Yeah, but holocaust was a greek neologism popularized in New York about 25 years before this was written. The Holocaust is more an American Christian word for the event which Jews more typically refer to as Shoah
The first recorded use of the term holocaust in its modern sense was in 1895 by The New York Times to describe the massacre of Armenian Christians by Ottoman Muslims. The term comes from the Greek: ὁλόκαυστος, romanized: holókaustos; ὅλος hólos, "whole" + καυστός kaustós, "burnt offering". The biblical term shoah, meaning "destruction", became the standard Hebrew term for the murder of the European Jews.
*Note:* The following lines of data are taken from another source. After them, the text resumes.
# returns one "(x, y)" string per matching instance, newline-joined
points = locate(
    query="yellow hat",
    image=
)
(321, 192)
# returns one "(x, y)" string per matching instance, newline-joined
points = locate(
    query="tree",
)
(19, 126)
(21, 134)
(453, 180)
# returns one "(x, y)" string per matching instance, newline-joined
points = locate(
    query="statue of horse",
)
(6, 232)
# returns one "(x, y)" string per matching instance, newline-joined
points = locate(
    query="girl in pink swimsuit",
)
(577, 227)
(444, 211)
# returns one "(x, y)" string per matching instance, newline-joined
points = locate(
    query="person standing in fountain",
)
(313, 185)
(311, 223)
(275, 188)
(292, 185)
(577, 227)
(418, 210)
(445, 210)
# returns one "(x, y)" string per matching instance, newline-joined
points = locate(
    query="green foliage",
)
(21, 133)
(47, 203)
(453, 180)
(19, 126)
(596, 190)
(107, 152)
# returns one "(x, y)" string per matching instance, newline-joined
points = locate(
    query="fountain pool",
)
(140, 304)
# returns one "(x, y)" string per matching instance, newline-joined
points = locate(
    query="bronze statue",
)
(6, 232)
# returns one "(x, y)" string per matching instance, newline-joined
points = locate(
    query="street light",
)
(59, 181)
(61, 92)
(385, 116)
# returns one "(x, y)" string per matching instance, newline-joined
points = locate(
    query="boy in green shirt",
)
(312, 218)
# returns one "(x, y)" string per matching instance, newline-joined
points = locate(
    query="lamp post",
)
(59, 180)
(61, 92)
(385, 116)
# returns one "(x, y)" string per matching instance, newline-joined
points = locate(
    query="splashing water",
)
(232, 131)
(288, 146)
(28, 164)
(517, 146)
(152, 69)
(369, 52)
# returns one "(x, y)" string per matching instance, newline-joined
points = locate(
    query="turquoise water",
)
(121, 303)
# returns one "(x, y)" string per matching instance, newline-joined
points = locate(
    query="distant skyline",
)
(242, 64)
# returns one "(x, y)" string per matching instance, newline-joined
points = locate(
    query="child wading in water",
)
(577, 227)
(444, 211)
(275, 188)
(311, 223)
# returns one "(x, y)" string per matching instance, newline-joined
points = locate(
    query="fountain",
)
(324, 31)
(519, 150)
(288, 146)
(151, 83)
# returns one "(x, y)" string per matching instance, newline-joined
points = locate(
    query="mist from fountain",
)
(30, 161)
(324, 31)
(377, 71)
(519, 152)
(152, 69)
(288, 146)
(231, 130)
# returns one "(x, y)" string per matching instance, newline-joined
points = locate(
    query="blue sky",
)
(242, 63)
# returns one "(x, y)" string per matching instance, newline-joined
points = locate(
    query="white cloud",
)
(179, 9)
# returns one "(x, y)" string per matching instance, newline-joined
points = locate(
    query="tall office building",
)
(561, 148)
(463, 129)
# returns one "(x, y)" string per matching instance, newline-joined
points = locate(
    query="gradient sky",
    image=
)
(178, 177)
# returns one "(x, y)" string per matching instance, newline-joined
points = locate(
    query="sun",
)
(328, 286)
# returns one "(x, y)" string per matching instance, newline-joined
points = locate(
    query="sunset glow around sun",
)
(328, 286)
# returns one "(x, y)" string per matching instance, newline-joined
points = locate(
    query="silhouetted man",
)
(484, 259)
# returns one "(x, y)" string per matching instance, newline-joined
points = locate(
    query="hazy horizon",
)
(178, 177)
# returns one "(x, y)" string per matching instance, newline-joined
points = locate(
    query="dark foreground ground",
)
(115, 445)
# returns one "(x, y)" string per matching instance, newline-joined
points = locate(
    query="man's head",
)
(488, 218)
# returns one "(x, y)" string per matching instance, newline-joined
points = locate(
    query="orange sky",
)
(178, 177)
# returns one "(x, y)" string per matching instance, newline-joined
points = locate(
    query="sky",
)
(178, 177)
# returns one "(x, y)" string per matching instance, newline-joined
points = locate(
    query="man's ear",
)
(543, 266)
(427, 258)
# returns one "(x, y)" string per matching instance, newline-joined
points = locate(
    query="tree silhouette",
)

According to Haaretz, the writer Yehuda Erez may have been the first to describe events in Germany as the shoah. Davar and later Haaretz both used the term in September 1939. Yom HaShoah became Israel's Holocaust Remembrance Day in 1951.
On 3 October 1941 the American Hebrew used the phrase "before the Holocaust", apparently to refer to the situation in France, and in May 1943 the New York Times, discussing the Bermuda Conference, referred to the "hundreds of thousands of European Jews still surviving the Nazi Holocaust". In 1968 the Library of Congress created a new category, "Holocaust, Jewish (1939–1945)". The term was popularised in the United States by the NBC mini-series Holocaust (1978) about a fictional family of German Jews, and in November that year the President's Commission on the Holocaust was established. As non-Jewish groups began to include themselves as Holocaust victims, many Jews chose to use the Hebrew terms Shoah or Churban. The Nazis used the phrase "Final Solution to the Jewish Question" (German: die Endlösung der Judenfrage)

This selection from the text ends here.